I'm looking to build an add-on to my Geiger counter once I get it all fixed and ready to go.
Basically will consist of the Noritake VFD, an AVR, a LED and a speaker / headphone jack.
A tick on the Geiger counter generates a -25V spike at a very low current at the Amphenol 75-PC-1M headphone connector.
It was really only ever designed to use the headphones that came with it which had an impedance of 4K Ohm and inductance of around 600 to 700 uH.
If you put a 8 or 16 Ohm speaker on it, the tick is barely audible because the current draw is more than it was designed for.
There is a Geek Group video where they use an optocoupler tied to an interrupt pin on the AVR and it uses that to do counting of ticks. Would you say that would be the best way to do it? What about a transistor of some kind? I have several 2N2222 and 2N3904's in my collection.
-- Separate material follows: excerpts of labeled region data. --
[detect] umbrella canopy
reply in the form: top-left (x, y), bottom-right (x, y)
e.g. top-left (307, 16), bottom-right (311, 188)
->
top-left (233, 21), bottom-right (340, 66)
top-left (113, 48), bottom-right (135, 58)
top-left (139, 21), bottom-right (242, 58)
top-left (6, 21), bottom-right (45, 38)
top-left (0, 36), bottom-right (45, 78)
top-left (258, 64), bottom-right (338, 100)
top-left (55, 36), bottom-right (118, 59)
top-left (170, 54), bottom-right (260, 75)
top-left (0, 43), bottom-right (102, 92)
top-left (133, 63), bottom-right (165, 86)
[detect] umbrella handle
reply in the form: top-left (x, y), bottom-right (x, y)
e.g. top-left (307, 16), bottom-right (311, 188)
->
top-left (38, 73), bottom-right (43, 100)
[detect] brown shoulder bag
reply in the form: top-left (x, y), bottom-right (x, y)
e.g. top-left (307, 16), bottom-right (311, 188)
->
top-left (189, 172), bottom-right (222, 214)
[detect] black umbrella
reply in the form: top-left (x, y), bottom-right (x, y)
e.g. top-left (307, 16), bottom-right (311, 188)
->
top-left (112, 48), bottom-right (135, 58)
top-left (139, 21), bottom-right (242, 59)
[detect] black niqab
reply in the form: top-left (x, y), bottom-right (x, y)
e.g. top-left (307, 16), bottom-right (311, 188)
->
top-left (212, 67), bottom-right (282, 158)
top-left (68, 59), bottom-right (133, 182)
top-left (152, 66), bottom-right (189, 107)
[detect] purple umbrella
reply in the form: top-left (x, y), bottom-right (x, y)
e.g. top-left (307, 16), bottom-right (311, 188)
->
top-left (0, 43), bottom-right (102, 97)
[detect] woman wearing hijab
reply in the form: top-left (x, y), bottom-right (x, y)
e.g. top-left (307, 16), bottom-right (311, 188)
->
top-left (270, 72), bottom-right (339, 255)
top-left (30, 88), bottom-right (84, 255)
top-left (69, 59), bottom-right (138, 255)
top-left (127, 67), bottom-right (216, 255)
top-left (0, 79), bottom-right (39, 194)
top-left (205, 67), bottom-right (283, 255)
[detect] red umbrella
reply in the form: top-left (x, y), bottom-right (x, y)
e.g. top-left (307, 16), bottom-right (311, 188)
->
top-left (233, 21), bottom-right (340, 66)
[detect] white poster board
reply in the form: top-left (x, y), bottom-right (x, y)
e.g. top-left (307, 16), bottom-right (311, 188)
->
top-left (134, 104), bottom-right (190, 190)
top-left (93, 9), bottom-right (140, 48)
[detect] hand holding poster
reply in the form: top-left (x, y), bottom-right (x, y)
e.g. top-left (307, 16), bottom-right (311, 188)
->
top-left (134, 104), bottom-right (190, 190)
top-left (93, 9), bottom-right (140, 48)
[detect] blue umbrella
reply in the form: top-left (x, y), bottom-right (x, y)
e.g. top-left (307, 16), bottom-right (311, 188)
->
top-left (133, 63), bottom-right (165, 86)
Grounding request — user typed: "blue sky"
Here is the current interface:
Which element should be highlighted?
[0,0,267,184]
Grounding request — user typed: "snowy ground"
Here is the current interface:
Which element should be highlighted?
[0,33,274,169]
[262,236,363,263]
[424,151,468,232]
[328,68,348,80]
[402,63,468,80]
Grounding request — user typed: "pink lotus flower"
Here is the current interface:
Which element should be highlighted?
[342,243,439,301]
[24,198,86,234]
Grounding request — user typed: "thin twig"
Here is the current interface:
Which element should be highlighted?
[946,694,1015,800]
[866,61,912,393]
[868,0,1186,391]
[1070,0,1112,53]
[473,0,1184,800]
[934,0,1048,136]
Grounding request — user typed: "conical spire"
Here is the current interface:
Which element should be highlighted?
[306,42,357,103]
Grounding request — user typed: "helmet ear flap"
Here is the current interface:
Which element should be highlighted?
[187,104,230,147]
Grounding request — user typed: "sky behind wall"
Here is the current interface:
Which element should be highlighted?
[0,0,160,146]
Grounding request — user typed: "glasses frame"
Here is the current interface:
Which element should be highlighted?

Apparently a standard thin piezo element works well with the unamplified signal at a reasonable volume so if providing amplified output would complicate it, I can live with just a piezo.
The VFD and the AVR will need +5V and I can figure out how I'm going to do that separately. The VFD will also need 4 pins on the AVR for its own usage. If I can squeeze it down to an ATTiny45/85, then even better, but I'll have to see how big the Hex file is after I write up a program.
So for just the signaling part, do you think just a 2n2222 or 2n3904 could work?
On the NPN, if the base is higher than the emitter then electricity will flow, but -25V is not higher than +5 (or is it?)
On the PNP if the base is lower than the emitter, electricity will flow that sounds more like it except -25 is lower than +5 but also no signal which would be 0V is also lower than +5, right?
Sorry if it sounds like rambling, I'm just sort of conceptualizing it right now.